A human fungal pathogen Cryptococcus neoformans expresses three distinct iron permease homologs.

Iron plays a key role in host-pathogen interactions. Microbial pathogens require iron for survival and virulence, whereas mammalian hosts sequester and withhold iron as a means of nutritional immunity. We previously identified two paralogous genes, CFT1 and CFT2, which encode homologs of a fungal iron permease, Cft1 and Cft2, respectively, in the human fungal pathogen Cryptococcus neoformans. Cft1 was shown to play a role in the high-affinity reductive iron uptake system, and was required for transferrin utilization and full virulence in mammalian hosts. However, no role of Cft2 has been suggested yet. Here, we identified the third gene, CFT3, that produces an additional fungal iron permease homolog in C. neoformans, and we also generated the cft3 mutant for functional characterization. We aimed to reveal distinct functions of Cft1, Cft2 and Cft3 by analyzing phenotypes of the mutants lacking CFT1, CFT2 and CFT3, respectively. The endogenous promoter of CFT1, CFT2 and CFT3 was replaced with the inducible GAL7 promoter in the wildtype strain or in the cft1 mutant for gain-of-function analysis. Using these strains, we were able to find that CFT2 is required for growth in low-iron conditions in the absence of CFT1 and that overexpression of CFT2 compensates for deficiency of the cft1 mutant in iron uptake and various cellular stress conditions. However, unlike CFT2, no clear phenotypic characteristic of the cft3 mutant and the strain overexpressing CFT3 was observed. Overall, our data suggested a redundant role of Cft2 in the high-affinity iron uptake and stress responses in C. neoformans.
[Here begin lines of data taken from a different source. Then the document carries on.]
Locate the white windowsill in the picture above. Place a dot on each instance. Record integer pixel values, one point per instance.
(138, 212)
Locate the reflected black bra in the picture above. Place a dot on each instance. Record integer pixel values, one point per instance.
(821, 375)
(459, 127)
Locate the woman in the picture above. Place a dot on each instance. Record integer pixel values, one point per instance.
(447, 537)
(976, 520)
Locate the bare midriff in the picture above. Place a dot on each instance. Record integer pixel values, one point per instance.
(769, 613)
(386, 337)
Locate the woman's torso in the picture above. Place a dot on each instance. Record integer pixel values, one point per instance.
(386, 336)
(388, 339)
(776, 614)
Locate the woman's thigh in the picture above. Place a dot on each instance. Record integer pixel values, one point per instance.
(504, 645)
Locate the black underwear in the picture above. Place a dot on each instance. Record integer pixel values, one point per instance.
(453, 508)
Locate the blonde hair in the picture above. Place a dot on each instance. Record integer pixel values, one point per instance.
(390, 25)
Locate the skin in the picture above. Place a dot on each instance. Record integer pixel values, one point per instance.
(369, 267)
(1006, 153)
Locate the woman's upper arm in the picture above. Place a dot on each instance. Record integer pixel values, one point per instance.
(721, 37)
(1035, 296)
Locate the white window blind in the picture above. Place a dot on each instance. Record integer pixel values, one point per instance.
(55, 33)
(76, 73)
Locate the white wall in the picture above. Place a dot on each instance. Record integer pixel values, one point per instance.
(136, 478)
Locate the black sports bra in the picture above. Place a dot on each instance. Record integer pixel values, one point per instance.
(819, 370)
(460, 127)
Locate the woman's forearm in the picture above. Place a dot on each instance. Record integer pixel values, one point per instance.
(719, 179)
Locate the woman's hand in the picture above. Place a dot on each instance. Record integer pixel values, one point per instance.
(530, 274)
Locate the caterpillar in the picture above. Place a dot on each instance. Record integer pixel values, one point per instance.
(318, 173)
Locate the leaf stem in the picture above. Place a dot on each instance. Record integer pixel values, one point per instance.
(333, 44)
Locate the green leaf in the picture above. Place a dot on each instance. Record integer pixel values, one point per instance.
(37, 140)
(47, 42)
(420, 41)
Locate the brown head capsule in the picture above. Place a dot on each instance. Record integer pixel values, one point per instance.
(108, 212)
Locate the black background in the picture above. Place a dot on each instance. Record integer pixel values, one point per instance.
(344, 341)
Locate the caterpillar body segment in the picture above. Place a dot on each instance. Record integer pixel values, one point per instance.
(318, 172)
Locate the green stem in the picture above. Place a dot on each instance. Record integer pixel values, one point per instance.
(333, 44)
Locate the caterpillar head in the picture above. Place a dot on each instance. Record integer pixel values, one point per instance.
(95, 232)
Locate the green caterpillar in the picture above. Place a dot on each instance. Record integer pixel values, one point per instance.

A defect in iron uptake enhances the susceptibility of Cryptococcus neoformans to azole antifungal drugs.

The high-affinity reductive iron uptake system that includes a ferroxidase (Cfo1) and an iron permease (Cft1) is critical for the pathogenesis of Cryptococcus neoformans. In addition, a mutant lacking CFO1 or CFT1 not only has reduced iron uptake but also displays a markedly increased susceptibility to azole antifungal drugs. Altered antifungal susceptibility of the mutants was of particular interest because the iron uptake system has been proposed as an alternative target for antifungal treatment. In this study, we used transcriptome analysis to begin exploring the molecular mechanisms of altered antifungal susceptibility in a cfo1 mutant. The wild-type strain and the cfo1 mutant were cultured with or without the azole antifungal drug fluconazole and their transcriptomes were compared following sequencing with Illumina Genome Analyzer IIx (GAIIx) technology. As expected, treatment of both strains with fluconazole caused elevated expression of genes in the ergosterol biosynthetic pathway that includes the target enzyme Erg11. Additionally, genes differentially expressed in the cfo1 mutant were involved in iron uptake and homeostasis, mitochondrial functions and respiration. The cfo1 mutant also displayed phenotypes consistent with these changes including a reduced ratio of NAD(+)/NADH and down-regulation of Fe-S cluster synthesis. Moreover, combination treatment of the wild-type strain with fluconazole and the respiration inhibitor diphenyleneiodonium dramatically increased susceptibility to fluconazole. This result supports the hypothesis that down-regulation of genes required for respiration contributed to the altered fluconazole susceptibility of the cfo1 mutant. Overall, our data suggest that iron uptake and homeostasis play a key role in antifungal susceptibility and could be used as novel targets for combination treatment of cryptococcosis. Indeed, we found that iron chelation in combination with fluconazole treatment synergistically inhibited the growth of C. neoformans.